Le silence doit être brisé sans délai et les prisons doivent être examinées. Je ne m’attends pas à ce que l’opinion publique soutienne la grève de la faim. Mais si 7 000 personnes ne mangent pas pendant des mois, pas à pas, jour après jour s’approchent de la mort, il faut se demander: « Que pouvons-nous faire ? » Quel que soit votre point de vue politique, on ne peut resté indifférent à cette tragédie humaine. Des mères, des enfants, des pères, des frères et sœurs et des parents de 7 000 personnes tentent de faire entendre leur voix. En somme, je lance un appel à la sensibilisation du public.
 
Ce qui se passe dans les prisons devrait être porté à l’actualité européenne. Nous en sommes à un point où nous ne pouvons plus parler de l’opinion publique. Il n’y a pas de presse, pas de loi dans le pays. Au moins, l’opinion publique européenne devrait regarder ce qui se passe dans les prisons de la Turquie. Je ne comprends pas non plus le silence des pays européens. Cela ne peut être considéré comme une affaire intérieure de la Turquie. L’opinion publique européenne est parfois sensible à certains noms, mais ignore complètement des centaines de milliers de personnes dans les prisons. Il y a des dizaines de milliers de personnes qui sont arrêtées illégalement. Il n’y a pas de bruit en Europe. Cette réaction ne s’est pas produite depuis un moment.
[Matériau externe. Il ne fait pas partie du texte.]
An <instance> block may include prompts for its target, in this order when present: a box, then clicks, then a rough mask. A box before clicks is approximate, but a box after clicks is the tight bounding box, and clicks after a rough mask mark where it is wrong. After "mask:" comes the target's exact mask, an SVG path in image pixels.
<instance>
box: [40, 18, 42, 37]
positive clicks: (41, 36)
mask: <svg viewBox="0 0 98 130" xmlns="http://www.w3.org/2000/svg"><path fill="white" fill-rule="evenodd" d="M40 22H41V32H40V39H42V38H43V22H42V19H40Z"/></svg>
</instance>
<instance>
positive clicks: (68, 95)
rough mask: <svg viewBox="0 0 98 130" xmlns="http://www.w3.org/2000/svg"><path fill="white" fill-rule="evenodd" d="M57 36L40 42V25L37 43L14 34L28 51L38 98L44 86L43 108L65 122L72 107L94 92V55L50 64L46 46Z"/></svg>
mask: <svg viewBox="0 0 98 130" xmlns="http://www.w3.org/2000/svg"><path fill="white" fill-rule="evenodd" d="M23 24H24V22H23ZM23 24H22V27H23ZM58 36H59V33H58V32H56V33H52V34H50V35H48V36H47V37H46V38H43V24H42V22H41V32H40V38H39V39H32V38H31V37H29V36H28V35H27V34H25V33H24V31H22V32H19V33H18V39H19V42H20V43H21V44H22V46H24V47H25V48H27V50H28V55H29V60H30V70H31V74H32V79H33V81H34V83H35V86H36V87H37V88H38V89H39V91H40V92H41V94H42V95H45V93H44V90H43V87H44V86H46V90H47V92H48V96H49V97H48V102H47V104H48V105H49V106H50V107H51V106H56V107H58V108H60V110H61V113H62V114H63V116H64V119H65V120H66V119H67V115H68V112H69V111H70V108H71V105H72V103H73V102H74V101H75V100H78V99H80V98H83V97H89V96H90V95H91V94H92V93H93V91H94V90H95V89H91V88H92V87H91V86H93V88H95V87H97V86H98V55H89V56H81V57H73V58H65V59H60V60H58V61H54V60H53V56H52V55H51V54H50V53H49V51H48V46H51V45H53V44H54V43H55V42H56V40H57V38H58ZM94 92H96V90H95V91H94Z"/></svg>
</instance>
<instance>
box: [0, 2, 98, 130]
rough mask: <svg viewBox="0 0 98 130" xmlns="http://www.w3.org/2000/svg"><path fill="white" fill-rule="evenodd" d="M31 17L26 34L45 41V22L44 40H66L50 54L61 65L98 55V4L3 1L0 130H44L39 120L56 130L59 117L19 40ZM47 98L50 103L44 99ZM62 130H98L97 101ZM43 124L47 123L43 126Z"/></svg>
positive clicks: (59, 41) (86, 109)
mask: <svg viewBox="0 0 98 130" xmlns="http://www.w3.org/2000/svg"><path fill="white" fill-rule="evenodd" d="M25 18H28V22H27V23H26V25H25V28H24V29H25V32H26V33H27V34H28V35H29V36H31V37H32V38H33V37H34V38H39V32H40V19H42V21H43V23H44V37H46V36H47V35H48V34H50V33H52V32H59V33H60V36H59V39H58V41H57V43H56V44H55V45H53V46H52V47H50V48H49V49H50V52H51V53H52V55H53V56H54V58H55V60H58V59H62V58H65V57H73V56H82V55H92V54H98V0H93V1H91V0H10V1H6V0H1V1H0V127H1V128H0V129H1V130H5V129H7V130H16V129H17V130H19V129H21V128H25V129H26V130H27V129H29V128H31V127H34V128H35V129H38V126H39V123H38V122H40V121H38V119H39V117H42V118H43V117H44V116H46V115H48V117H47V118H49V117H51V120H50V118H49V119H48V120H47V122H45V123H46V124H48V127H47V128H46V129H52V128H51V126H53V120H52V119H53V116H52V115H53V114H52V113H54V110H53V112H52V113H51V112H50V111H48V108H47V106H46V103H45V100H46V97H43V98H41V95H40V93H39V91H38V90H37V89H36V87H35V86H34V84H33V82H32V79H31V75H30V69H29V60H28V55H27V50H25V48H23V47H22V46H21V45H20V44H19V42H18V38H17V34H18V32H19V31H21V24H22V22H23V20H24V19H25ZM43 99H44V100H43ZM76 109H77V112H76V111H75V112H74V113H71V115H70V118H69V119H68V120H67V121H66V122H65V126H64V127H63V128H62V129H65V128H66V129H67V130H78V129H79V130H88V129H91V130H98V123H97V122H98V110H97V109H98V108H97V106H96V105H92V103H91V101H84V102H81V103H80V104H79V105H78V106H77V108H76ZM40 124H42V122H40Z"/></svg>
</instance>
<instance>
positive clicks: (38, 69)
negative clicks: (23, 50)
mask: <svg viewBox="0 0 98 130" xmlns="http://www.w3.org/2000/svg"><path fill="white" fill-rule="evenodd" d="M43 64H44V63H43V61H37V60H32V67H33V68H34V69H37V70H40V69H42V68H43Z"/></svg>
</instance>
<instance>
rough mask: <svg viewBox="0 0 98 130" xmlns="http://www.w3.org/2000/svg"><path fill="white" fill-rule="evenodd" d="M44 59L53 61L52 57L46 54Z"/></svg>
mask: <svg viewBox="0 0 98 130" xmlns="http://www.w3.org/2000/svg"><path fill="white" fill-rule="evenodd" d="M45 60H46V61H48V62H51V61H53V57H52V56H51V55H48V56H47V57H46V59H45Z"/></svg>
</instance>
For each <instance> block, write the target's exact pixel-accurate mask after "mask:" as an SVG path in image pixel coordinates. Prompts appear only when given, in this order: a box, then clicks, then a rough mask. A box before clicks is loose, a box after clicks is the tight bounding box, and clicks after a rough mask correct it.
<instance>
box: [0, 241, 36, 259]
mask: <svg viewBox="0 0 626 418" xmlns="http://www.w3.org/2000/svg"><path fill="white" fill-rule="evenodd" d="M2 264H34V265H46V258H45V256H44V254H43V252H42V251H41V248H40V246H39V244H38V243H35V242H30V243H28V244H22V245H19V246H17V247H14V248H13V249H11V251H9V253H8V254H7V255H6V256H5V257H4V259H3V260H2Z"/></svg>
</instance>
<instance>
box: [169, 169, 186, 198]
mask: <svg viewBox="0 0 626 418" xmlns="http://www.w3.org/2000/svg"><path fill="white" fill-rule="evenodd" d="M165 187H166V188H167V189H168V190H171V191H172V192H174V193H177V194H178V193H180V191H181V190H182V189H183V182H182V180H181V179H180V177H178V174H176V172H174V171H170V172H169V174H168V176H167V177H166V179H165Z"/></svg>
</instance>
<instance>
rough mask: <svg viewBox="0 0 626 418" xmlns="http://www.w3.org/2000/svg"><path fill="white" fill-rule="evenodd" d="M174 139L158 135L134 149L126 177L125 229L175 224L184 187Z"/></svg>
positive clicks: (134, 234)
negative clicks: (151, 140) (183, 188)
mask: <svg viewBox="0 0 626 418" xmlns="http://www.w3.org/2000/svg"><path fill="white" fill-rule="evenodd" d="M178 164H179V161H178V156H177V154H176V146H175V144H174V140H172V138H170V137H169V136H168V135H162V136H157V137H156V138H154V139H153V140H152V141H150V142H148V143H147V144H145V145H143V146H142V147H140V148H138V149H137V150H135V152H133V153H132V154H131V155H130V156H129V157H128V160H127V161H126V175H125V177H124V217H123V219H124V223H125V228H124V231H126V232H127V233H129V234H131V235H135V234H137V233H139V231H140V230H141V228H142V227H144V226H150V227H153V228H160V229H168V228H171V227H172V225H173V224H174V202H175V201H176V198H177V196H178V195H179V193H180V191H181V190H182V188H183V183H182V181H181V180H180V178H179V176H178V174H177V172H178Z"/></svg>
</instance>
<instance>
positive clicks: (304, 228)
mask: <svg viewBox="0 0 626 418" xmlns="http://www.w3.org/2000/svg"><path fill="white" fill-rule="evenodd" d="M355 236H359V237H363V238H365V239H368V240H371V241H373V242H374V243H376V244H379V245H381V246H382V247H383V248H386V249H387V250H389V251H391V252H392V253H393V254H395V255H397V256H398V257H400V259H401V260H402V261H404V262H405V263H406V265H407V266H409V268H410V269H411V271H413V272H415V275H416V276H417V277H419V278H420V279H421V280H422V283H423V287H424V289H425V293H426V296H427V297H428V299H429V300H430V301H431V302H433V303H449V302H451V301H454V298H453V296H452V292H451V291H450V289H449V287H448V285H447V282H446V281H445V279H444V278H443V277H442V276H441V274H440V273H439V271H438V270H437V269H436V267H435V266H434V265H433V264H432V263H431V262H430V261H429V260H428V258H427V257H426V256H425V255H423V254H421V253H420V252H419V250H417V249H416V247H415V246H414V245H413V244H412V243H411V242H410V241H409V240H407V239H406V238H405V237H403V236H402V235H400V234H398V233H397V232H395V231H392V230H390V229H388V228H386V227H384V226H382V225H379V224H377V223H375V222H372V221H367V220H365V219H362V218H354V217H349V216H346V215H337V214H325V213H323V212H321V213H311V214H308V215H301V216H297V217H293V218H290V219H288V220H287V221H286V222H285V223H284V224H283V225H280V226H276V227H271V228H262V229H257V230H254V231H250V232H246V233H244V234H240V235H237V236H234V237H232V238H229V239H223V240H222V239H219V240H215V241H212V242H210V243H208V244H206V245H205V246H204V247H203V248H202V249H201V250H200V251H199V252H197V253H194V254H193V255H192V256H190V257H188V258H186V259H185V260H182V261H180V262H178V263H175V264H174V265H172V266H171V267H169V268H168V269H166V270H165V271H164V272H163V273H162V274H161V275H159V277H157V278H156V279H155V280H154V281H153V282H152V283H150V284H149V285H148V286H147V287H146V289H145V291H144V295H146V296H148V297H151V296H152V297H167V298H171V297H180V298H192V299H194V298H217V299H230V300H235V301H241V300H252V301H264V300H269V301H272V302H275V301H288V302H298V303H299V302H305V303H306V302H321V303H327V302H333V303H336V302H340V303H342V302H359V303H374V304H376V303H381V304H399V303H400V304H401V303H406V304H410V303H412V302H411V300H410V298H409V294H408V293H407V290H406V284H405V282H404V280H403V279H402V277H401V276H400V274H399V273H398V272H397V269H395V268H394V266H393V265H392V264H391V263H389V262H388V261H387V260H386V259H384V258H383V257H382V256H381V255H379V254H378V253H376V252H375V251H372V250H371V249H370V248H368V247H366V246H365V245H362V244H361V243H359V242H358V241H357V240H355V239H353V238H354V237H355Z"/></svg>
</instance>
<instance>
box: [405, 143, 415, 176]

Le fait qu’on en arrive là vient du silence de l’Europe.
 

(…) Cette grève de la faim est un cri tel et signifie « Nous ne pouvons plus vivre dans ces conditions ». Avant d’en arriver à ce stade, on aurait pu faire beaucoup de choses pour garder la Turquie en conformité avec la loi. Mais on l’a pas fait, on le fait pas.

Je ne peux avaler une seule bouchée

Zozan Çiçek

Je salut tous les amis au nom de Zozan. Si je dis « je suis désolée », ce serait démoralisant mais je ne peux m’empêcher d’y penser. Je ne peux avaler une seule bouchée. Encore une fois, je le répète, leur demande est une demande qui peut être facilement satisfaite en faveur de tous en Turquie. C’est une exigence tout à fait légitime sur les plans politique, juridique et humanitaire.

La députée de HDP Hakkari, Leyla Güven avait initié ses grèves de la faim il y a 190 jours, alors qu’elle était emprisonnée à Amed. Plus de 7 000 mille prisonniers politiques ont rejoint la grève par la suite.
 
Les 14 militants kurdes en grève de la faim à Strasbourg ont jeûnent depuis 151 jours, tandis que les prisonniers politiques en Turquie ont atteint le 152e jour.
 
Le 30 avril, 15 prisonniers ont transformé leur grève de la faim en jeûne de la mort qui a été rejoint par 15 autres prisonniers le 10 mai.